StructuredCommunication
The main aspect of the package is the StructuredCommunication which encapsulates two Word16s and one Word32 for the three components of the structured communication. It might however be advisable not to use the data constructor, since it can construct StructuredCommunication that is simply invalid. It is better to use the structuredCommunication which only constructs a StructuredCommunication wrapped in a Just data constructor, if the given Integral parameters are out of range, or the checksum does not match. This is thus more safe.
StructuredCommunication is an instance of Show, but does not render it in the given format, it renders it as how you can use it as a quasiquoter, so - as is often done in Haskell - to use it in code.
One can use communicationToString :: StructuredCommunication -> String and communicationToText :: StructuredCommunication -> Text to convert it to a String or a Text which uses three plusses, followed by the three segments separated by a slash and three additional plusses.
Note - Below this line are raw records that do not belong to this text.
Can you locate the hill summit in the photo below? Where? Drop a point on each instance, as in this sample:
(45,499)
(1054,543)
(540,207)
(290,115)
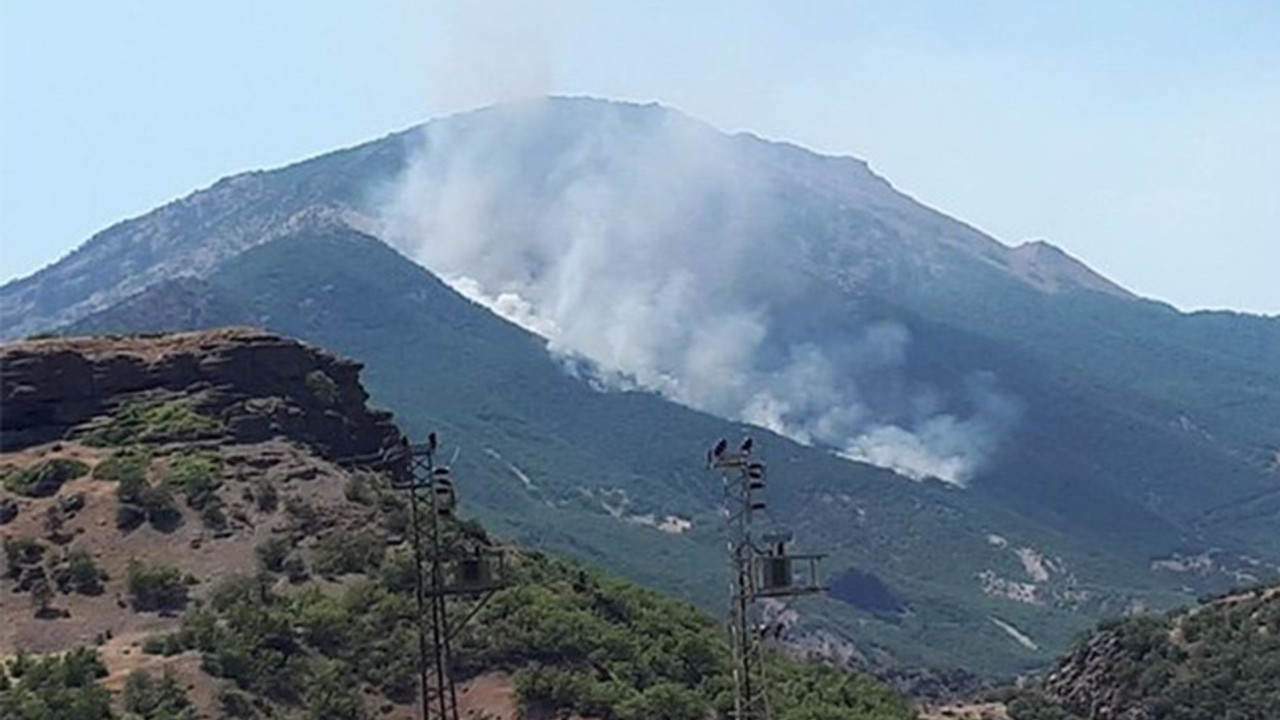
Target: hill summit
(204,525)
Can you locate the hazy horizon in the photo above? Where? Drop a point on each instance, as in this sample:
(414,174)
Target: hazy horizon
(1137,141)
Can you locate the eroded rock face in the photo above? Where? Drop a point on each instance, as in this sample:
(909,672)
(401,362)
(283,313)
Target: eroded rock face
(256,384)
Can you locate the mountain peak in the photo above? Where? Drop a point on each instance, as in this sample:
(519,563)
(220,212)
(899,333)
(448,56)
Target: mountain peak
(1050,268)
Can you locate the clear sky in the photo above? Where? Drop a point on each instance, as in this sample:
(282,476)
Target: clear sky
(1141,136)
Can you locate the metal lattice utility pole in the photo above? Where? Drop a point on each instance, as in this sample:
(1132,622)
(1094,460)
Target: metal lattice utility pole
(757,573)
(476,574)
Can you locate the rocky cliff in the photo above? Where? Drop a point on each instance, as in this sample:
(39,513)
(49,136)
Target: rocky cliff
(252,386)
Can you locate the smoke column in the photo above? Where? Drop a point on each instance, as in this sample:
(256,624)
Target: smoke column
(654,246)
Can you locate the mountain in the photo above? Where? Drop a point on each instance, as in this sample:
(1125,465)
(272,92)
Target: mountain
(1063,450)
(209,534)
(1219,659)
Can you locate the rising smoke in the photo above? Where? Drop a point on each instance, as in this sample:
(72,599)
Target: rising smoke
(659,250)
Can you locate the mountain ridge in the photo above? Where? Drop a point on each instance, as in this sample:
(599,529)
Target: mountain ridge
(1127,405)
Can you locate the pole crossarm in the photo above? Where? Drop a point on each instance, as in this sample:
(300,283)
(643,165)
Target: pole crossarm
(442,573)
(758,572)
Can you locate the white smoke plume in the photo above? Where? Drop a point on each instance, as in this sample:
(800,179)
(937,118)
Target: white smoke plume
(652,245)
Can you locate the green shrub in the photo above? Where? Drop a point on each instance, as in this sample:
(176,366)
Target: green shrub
(151,420)
(265,496)
(22,552)
(360,490)
(199,475)
(141,501)
(128,464)
(156,587)
(272,554)
(149,698)
(85,577)
(45,478)
(214,516)
(54,687)
(341,552)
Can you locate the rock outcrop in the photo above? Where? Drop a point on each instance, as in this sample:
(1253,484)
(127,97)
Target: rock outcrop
(256,384)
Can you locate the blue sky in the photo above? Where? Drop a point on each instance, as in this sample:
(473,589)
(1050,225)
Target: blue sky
(1143,137)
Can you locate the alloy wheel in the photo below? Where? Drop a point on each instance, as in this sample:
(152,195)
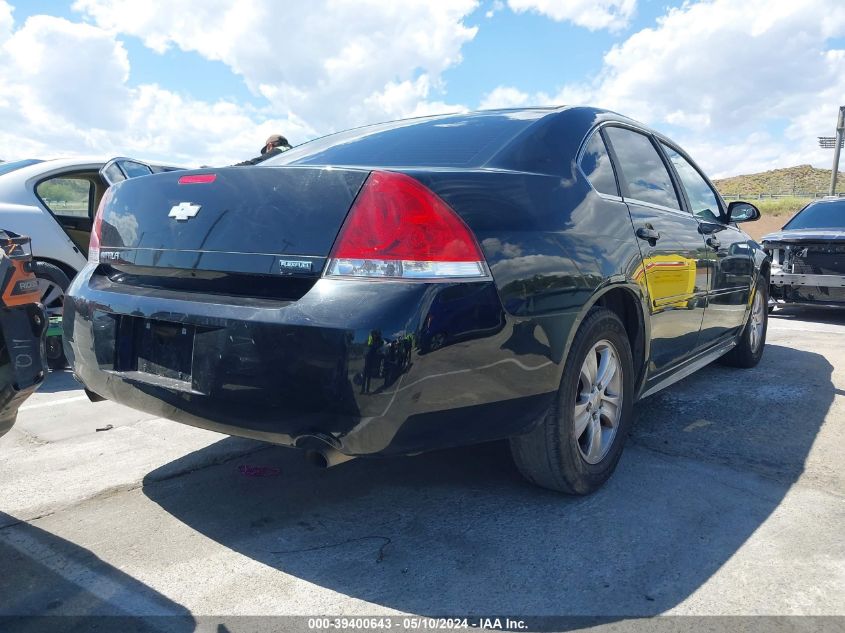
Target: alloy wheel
(52,296)
(756,322)
(598,403)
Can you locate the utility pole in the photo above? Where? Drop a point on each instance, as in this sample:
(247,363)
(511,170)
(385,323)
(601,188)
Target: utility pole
(840,129)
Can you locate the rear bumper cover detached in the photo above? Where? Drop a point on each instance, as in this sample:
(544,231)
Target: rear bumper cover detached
(366,367)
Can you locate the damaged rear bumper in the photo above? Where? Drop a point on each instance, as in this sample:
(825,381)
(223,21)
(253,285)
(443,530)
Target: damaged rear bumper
(808,289)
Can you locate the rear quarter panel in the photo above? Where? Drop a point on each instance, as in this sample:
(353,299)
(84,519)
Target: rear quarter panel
(554,246)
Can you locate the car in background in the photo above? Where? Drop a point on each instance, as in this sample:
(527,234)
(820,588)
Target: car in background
(23,328)
(53,202)
(808,256)
(524,274)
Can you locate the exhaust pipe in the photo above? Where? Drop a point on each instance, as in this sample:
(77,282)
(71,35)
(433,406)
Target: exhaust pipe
(326,457)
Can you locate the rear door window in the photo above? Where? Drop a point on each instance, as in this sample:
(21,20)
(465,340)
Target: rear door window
(703,200)
(67,196)
(596,165)
(642,173)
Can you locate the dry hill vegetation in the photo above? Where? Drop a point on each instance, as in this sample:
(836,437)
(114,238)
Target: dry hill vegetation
(803,179)
(798,183)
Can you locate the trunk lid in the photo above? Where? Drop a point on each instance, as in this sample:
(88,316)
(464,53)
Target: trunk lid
(278,221)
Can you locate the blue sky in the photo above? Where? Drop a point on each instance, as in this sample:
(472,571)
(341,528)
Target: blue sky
(744,84)
(525,50)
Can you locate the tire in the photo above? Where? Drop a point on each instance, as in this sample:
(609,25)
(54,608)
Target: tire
(752,340)
(56,359)
(52,283)
(551,455)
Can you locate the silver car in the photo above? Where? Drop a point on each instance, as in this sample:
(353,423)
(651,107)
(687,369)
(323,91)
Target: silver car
(54,202)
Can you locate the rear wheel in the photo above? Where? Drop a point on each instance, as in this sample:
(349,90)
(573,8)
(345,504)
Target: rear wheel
(52,285)
(577,445)
(749,347)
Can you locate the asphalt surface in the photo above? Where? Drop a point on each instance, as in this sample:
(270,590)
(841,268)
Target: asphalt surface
(729,500)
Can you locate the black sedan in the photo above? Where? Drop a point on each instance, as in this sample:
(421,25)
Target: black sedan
(524,274)
(808,256)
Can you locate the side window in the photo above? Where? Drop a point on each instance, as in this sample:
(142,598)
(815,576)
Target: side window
(595,163)
(703,200)
(133,169)
(67,196)
(641,169)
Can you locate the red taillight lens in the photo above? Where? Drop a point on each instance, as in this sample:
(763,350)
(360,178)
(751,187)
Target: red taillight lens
(197,179)
(398,228)
(96,229)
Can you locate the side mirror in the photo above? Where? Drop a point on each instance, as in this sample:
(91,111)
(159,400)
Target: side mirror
(742,212)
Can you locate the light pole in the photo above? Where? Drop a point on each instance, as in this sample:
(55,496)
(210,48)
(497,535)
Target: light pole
(836,143)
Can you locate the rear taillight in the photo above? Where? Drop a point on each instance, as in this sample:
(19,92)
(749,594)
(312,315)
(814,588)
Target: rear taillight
(96,229)
(399,229)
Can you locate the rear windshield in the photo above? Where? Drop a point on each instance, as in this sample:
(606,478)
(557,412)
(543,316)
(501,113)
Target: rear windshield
(464,140)
(820,215)
(5,168)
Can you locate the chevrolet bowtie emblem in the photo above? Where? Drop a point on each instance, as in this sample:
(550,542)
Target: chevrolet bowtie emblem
(184,211)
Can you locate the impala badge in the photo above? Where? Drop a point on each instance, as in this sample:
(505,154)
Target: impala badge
(184,211)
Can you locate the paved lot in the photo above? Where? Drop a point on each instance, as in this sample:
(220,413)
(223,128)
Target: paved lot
(730,499)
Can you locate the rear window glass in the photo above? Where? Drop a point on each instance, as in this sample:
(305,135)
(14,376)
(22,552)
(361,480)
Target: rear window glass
(820,215)
(6,168)
(452,141)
One can also parse a StructuredCommunication with four parsers: communicationParser, communicationParser' communicationEParser, and communicationEParser'. The parsers without a prime perform also validation that the checksum matches. The parsers with an E also require that the stream ends. For each parser, there is also a conter-part function such as parseCommuncation, parseCommuncation', parseCommuncationE, and parseCommuncationE' which runs the parser with a stream. These functions either return the StructuredCommunication or a ParseError.
Quasiquoter
The package also has a QuasiQuoter beCommuncation that can be parsed to an expression or a pattern. This thus can be used to use structured communication for example to render it somewhere (on an invoice for example), but also to do pattern matching in a function to check if a certain StructuredCommunication matches.
Checksum
The algorithm of the checksum sees the first ten digits as a whole number and determines the result of that number modulo 97. If that result is zero, the checksum is 97, otherwise it is the result of the modulo operation. So for +++123/4567/890……+++, the number is 1234567890, the result of the modulo operation is 2, so that means that the result with checksum is +++123/4567/89002+++.
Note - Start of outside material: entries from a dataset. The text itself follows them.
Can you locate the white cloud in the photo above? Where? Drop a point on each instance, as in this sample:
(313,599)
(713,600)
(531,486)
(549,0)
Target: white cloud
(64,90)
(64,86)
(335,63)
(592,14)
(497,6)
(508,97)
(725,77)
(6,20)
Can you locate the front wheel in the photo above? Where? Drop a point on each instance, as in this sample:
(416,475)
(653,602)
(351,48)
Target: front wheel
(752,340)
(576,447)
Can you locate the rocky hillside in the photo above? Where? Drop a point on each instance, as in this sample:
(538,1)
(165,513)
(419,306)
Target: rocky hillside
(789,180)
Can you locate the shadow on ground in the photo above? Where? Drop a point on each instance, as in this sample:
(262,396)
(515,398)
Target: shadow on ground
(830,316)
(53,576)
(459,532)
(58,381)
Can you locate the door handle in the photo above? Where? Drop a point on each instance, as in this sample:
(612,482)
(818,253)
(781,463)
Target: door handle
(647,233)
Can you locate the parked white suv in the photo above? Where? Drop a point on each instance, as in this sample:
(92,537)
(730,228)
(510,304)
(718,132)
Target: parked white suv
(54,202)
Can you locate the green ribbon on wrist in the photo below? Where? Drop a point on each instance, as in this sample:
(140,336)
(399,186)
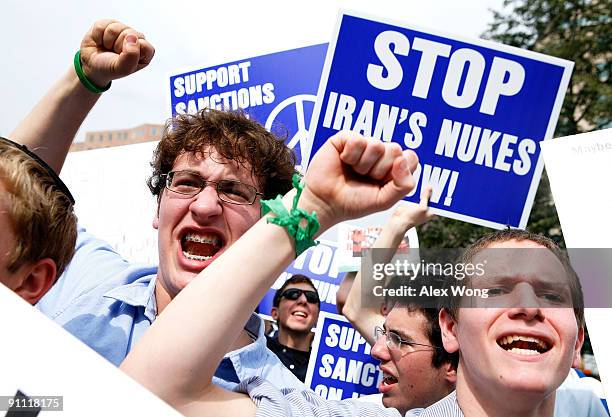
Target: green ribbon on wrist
(87,83)
(300,225)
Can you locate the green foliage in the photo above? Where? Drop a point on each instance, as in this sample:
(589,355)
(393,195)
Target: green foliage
(579,31)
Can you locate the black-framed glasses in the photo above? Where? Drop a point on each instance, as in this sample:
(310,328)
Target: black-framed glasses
(294,293)
(191,184)
(56,179)
(394,341)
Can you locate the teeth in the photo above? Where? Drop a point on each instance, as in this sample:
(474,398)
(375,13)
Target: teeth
(388,380)
(506,340)
(527,352)
(196,257)
(203,238)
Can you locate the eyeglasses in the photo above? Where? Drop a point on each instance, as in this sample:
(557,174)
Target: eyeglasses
(191,184)
(56,179)
(294,293)
(394,341)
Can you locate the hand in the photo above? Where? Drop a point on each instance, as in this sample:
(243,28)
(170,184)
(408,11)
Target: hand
(112,50)
(351,176)
(412,215)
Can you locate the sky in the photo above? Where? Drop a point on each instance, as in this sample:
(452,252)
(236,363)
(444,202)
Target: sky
(39,39)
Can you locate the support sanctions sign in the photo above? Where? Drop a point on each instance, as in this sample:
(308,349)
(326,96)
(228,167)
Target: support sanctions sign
(340,364)
(473,111)
(278,90)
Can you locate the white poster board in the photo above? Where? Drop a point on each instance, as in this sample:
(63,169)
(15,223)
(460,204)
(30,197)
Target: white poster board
(579,169)
(40,359)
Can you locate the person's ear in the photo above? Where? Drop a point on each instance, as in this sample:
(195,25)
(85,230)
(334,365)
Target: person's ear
(450,373)
(37,280)
(448,326)
(577,348)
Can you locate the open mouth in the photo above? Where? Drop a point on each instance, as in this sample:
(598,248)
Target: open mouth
(523,345)
(200,246)
(389,380)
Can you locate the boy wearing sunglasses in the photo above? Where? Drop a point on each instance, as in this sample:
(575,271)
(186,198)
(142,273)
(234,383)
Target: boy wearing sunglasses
(296,307)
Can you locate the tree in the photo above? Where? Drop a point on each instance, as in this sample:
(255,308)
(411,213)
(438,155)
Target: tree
(579,31)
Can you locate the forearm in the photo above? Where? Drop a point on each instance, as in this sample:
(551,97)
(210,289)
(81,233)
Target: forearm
(365,319)
(51,125)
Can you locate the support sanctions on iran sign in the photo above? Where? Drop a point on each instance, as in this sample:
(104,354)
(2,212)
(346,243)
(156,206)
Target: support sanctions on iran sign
(278,90)
(473,111)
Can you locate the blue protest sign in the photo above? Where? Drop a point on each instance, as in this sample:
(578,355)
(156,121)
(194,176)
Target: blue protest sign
(278,90)
(340,364)
(473,111)
(319,263)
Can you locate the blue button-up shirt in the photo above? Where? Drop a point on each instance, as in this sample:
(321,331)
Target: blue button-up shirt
(108,304)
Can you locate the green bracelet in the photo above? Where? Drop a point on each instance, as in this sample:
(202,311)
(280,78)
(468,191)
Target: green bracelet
(87,83)
(291,220)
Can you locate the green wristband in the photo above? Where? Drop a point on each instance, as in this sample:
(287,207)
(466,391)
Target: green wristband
(290,220)
(87,83)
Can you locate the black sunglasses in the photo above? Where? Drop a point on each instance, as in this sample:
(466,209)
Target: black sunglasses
(294,293)
(56,179)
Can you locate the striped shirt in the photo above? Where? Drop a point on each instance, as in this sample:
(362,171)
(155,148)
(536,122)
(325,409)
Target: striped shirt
(290,402)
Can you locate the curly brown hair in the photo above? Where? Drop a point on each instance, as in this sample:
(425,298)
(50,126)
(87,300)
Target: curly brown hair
(235,138)
(485,241)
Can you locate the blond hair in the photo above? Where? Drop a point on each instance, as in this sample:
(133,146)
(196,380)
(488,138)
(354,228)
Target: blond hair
(41,216)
Structured communication and friends
Belgian bank account numbers also have twelve digits, except that one does not write slashes and plusses or asterisks, but the same checksum algorithm is used. The digits are grouped in three groups of four digits. Therefore the lowest Belgian banking account number is 0000 0000 0097. In order to convert this to an International Bank Account Number (IBAN), a prefix BE is added and two extra checksum digits. The IBAN variant of the lowest Belgian account number is thus BE54 0000 0000 0097.
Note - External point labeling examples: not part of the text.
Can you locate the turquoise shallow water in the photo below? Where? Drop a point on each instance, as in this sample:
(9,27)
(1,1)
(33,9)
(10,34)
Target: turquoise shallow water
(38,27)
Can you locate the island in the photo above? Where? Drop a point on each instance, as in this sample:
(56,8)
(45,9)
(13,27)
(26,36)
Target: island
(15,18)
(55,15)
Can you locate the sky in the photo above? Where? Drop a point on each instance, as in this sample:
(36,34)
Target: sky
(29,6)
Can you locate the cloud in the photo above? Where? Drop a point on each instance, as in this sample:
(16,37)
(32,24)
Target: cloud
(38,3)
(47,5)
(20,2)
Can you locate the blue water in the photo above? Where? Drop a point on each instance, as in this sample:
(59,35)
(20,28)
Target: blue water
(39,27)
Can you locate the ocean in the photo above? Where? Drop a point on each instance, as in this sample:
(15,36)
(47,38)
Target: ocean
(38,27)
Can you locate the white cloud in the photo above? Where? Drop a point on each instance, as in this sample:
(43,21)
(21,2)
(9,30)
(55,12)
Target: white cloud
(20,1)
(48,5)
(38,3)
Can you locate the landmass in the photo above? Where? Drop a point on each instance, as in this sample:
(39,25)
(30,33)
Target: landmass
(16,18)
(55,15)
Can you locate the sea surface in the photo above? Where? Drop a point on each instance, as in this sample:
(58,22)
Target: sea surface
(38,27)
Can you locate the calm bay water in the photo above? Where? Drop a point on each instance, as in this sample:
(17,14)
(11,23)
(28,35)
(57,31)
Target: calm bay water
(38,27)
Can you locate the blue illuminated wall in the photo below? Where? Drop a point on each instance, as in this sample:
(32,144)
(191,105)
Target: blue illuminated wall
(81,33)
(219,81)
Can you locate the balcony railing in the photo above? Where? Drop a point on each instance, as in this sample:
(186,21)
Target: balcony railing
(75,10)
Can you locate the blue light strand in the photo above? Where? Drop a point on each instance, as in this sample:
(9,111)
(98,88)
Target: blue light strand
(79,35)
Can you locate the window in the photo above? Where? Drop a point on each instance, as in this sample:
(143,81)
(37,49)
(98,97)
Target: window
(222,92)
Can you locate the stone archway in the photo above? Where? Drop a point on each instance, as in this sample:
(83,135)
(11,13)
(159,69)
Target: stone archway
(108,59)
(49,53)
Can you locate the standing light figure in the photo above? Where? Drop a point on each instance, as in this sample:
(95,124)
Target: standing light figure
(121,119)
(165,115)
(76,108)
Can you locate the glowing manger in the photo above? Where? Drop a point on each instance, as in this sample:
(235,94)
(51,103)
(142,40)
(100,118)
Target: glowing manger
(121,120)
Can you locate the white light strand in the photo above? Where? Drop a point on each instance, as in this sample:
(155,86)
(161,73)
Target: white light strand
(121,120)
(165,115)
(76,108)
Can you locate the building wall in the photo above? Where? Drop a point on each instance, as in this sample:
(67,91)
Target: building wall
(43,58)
Belgian VAT numbers use ten numbers, often defined in one group of four digits, and two groups of three digits. For transactions related this VAT number, one often adds the checksum to the VAT number to turn it into a structured communication. If the VAT number is thus 0000.000.000, then the structured communication to pay VAT in advance to the federal government is +++000/0000/00097+++. Beware that this is not the case for all banking transfers regarding the (VAT of) a company.
Some portals, like Bolero for example also use the client number as prefix, and then add the checksum to construct structured messages for bank transfers to the corresponding account(s).